De acordo com uma pesquisa realizada em 2012 pelo Pew Research Center, cerca de 81% dos adolescentes com idade entre 12 e 17 anos são ativos em alguma rede social, e 71% deles usa Facebook.

Enquanto alguns sites podem ajudar as pessoas a se manterem conectadas, diversos estudos têm sugerido que pode haver implicações negativas na saúde, particularmente dos adolescentes.

Agora, o estudo liderado pela Profª Sonia Lupien, do departamento de psiquiatria da Universidade de Montreal, no Canadá, e seus colegas encontraram que o número de amigos presente no Facebook pode impactar nos níveis de estresse, potencializando o risco de depressão mais tarde.

Para a pesquisa, os estudiosos recrutaram 88 adolescentes com idade entre 12 e 17 anos (41 meninos e 47 meninas).

Questões sobre o comportamento no Facebook foram feitas aos participantes, como quantidade de amigos na rede social, por quanto tempo ficavam online na rede, se curtiam posts de amigos etc.

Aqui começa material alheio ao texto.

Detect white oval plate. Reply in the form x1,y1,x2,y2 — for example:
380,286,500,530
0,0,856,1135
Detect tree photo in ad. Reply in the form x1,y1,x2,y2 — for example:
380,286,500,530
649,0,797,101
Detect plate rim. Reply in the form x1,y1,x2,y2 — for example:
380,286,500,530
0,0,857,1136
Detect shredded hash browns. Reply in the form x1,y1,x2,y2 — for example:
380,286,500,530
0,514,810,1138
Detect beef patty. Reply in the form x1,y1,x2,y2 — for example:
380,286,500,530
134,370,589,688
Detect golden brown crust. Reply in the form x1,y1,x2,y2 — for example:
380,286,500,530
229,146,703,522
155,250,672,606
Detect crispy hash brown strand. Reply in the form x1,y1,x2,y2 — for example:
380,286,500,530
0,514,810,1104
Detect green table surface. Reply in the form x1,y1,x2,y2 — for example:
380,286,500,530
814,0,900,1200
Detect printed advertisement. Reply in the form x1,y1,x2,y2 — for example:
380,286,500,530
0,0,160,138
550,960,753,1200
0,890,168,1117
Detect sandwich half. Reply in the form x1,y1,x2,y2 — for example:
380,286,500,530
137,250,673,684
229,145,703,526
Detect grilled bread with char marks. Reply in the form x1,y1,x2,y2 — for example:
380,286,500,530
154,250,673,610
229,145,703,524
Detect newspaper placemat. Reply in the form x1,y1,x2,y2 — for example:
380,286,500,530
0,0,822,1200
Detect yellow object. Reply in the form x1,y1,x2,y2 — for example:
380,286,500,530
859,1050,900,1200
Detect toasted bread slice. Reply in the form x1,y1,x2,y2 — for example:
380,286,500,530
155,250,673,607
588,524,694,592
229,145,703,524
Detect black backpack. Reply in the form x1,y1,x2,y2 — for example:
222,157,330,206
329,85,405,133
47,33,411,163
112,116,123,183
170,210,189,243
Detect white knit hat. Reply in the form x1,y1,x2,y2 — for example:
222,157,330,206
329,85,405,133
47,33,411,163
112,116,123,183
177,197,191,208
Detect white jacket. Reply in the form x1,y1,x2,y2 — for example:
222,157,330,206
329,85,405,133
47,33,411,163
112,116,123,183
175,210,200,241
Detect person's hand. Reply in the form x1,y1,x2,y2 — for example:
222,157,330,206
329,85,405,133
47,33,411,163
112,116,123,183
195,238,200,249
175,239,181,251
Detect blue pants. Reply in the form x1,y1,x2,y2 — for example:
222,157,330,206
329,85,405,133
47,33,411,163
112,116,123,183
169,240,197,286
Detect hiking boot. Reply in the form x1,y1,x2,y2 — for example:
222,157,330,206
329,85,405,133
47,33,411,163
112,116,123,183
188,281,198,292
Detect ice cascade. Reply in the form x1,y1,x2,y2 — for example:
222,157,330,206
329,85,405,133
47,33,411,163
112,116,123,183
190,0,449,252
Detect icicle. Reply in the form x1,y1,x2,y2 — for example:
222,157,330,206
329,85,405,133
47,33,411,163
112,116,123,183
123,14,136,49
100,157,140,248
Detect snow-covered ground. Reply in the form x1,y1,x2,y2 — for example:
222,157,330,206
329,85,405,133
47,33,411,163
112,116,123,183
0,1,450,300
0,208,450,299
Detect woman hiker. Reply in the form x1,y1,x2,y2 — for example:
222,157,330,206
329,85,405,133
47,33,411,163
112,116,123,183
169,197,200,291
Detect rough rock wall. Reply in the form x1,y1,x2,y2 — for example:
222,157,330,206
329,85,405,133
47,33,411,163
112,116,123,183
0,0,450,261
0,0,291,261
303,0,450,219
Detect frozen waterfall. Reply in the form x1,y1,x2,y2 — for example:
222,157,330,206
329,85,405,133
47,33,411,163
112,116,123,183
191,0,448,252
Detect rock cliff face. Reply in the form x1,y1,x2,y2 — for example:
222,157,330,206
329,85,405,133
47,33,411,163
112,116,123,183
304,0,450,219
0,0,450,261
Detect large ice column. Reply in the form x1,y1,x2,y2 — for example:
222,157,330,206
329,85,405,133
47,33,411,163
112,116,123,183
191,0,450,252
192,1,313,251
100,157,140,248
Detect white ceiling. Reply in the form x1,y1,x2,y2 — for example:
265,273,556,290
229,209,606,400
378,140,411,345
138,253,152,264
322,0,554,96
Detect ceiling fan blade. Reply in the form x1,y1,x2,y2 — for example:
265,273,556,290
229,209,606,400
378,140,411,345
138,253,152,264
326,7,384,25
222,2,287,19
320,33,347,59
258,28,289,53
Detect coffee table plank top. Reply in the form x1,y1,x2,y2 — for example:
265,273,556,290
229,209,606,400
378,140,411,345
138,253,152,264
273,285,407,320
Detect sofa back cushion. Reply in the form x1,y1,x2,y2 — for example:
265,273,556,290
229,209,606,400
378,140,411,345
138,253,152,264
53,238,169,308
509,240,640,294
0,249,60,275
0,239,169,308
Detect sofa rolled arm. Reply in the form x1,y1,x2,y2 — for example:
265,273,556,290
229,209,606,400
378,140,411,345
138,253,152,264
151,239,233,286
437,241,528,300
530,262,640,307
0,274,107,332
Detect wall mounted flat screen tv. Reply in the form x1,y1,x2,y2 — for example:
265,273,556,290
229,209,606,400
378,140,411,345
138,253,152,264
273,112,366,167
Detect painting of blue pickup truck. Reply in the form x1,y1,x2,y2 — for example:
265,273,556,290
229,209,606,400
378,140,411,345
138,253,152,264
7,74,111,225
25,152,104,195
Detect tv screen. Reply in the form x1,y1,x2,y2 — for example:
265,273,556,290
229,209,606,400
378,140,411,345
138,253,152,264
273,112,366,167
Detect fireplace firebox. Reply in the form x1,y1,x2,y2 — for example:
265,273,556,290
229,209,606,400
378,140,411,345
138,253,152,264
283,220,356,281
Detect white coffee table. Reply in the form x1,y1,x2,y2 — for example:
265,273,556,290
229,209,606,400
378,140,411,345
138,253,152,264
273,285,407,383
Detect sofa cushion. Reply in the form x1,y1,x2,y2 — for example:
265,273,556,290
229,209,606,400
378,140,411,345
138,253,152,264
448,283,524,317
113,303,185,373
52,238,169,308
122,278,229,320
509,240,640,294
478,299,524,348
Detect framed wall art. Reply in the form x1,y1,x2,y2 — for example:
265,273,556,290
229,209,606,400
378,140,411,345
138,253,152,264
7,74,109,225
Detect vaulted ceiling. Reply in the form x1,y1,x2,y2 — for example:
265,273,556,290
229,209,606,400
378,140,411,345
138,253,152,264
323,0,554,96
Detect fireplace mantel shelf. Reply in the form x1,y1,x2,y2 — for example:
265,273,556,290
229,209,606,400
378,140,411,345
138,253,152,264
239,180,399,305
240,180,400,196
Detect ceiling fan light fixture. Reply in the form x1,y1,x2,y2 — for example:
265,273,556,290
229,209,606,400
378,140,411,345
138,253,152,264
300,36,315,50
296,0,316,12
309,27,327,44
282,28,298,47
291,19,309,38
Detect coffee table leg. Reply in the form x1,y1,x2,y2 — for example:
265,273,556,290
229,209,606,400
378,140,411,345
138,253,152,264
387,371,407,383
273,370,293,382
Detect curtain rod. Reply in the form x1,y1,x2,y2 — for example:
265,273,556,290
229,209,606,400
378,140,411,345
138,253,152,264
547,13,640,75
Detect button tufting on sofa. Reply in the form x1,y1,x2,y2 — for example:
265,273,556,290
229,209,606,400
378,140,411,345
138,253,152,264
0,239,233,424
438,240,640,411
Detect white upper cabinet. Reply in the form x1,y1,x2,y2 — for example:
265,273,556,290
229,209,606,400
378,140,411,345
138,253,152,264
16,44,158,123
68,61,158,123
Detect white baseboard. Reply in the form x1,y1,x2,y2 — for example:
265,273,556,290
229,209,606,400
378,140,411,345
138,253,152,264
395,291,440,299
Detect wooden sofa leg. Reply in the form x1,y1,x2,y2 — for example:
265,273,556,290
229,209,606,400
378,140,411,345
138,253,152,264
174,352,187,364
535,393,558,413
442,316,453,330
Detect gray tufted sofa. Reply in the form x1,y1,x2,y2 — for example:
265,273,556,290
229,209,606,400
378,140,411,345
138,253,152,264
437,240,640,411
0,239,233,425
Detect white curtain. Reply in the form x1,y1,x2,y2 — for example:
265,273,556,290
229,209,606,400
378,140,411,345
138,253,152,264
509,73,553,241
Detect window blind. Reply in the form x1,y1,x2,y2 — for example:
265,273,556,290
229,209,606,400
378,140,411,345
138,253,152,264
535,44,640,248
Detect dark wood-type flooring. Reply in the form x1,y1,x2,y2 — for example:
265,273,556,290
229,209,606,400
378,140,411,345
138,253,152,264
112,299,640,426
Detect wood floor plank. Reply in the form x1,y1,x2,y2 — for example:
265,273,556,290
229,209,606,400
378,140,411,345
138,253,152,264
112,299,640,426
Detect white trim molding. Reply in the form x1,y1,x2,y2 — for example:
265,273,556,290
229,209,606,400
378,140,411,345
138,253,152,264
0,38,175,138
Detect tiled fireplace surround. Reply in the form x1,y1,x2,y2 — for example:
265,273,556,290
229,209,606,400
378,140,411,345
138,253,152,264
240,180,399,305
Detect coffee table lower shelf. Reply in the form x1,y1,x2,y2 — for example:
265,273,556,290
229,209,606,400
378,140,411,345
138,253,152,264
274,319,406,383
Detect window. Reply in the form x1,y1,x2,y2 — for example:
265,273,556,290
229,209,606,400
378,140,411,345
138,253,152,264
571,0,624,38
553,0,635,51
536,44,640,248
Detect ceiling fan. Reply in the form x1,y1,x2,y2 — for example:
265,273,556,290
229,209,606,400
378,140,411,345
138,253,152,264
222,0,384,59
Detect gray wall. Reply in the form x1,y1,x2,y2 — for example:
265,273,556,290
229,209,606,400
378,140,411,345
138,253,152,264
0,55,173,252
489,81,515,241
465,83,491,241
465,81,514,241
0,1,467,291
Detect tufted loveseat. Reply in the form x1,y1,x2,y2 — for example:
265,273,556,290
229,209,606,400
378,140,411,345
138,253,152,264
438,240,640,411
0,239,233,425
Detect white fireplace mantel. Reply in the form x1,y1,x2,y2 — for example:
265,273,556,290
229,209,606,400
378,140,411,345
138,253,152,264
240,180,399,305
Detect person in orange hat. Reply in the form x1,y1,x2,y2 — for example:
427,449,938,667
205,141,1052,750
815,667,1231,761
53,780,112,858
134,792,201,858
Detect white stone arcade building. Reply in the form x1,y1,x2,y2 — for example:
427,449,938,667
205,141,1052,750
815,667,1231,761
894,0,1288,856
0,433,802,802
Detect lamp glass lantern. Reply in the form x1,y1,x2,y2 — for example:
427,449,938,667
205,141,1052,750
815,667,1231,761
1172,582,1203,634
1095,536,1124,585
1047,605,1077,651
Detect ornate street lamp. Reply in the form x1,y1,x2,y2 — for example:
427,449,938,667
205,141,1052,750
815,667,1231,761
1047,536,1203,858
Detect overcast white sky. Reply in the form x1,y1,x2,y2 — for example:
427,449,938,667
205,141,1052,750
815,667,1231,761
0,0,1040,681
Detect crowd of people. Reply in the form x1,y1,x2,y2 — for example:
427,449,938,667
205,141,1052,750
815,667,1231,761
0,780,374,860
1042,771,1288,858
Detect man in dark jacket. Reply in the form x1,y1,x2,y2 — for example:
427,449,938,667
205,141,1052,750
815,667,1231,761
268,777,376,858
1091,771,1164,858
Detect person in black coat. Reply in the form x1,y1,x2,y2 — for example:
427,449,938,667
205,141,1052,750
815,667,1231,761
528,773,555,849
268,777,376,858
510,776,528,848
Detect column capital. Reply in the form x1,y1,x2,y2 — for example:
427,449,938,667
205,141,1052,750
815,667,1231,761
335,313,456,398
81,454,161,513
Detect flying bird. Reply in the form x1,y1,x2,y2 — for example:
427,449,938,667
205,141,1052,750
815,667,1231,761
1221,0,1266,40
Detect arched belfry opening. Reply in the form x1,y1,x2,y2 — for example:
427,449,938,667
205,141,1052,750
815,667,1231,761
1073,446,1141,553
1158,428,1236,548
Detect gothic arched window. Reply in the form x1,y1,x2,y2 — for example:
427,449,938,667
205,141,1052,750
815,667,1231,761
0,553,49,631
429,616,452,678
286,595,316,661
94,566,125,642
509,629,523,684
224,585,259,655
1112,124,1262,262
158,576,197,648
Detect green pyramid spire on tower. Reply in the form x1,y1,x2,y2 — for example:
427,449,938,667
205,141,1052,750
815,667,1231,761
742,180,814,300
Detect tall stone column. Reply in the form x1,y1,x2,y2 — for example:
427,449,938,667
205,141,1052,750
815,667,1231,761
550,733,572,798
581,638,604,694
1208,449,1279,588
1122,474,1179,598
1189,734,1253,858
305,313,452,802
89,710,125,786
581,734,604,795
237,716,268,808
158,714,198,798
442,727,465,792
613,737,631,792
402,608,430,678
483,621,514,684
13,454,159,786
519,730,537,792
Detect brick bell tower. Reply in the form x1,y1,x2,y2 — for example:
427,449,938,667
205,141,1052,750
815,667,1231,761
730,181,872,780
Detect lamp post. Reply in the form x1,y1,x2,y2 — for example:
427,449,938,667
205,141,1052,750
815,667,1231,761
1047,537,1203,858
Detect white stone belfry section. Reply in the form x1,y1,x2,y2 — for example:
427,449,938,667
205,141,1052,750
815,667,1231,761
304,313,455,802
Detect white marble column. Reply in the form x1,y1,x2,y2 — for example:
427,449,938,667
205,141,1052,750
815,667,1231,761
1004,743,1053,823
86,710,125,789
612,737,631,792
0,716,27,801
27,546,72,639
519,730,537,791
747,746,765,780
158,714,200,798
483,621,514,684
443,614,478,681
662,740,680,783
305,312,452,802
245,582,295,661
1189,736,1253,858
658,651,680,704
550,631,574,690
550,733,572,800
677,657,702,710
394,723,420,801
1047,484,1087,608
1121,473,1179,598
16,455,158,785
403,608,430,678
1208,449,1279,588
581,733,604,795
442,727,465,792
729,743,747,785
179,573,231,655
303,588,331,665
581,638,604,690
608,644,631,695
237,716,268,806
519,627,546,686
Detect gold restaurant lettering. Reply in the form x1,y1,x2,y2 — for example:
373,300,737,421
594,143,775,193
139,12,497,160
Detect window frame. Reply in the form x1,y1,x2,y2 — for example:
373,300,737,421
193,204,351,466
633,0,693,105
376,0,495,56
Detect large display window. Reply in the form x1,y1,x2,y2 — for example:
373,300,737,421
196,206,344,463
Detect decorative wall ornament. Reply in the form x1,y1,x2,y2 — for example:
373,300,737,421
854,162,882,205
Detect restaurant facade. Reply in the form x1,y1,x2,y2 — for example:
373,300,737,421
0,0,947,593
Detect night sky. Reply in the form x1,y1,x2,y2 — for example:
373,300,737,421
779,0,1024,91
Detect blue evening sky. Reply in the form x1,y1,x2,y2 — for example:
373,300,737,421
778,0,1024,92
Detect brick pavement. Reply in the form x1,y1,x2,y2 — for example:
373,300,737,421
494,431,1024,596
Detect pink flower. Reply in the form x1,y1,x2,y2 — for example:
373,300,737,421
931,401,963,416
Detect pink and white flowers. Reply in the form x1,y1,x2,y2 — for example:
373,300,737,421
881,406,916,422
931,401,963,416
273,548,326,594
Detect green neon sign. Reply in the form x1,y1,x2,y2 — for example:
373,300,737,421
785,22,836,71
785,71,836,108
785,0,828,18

Além disso, os participantes foram convidados a fornecer quatro amostras de cortisol, um hormônio liberado em resposta ao estresse, quatro vezes ao dia durante 2 dias consecutivos.

Comparado a adolescentes que tinham 300 amigos no Facebook, quem tinha mais de 300 amigos na rede social apresentava altos índices de cortisol. Ou seja, aqueles com 1000 ou 2000 amigos no Facebook podem ter o maior risco de estresse.

Os pesquisadores também identificaram uma redução na taxa de cortisol naqueles adolescentes que apoiavam os amigos nas redes sociais, por meio do “curtir” ou comentando nos posts.

De acordo com os pesquisadores, adolescentes que apresentam um alto nível de hormônio pode se tornar depressivo, agora o mais para frente.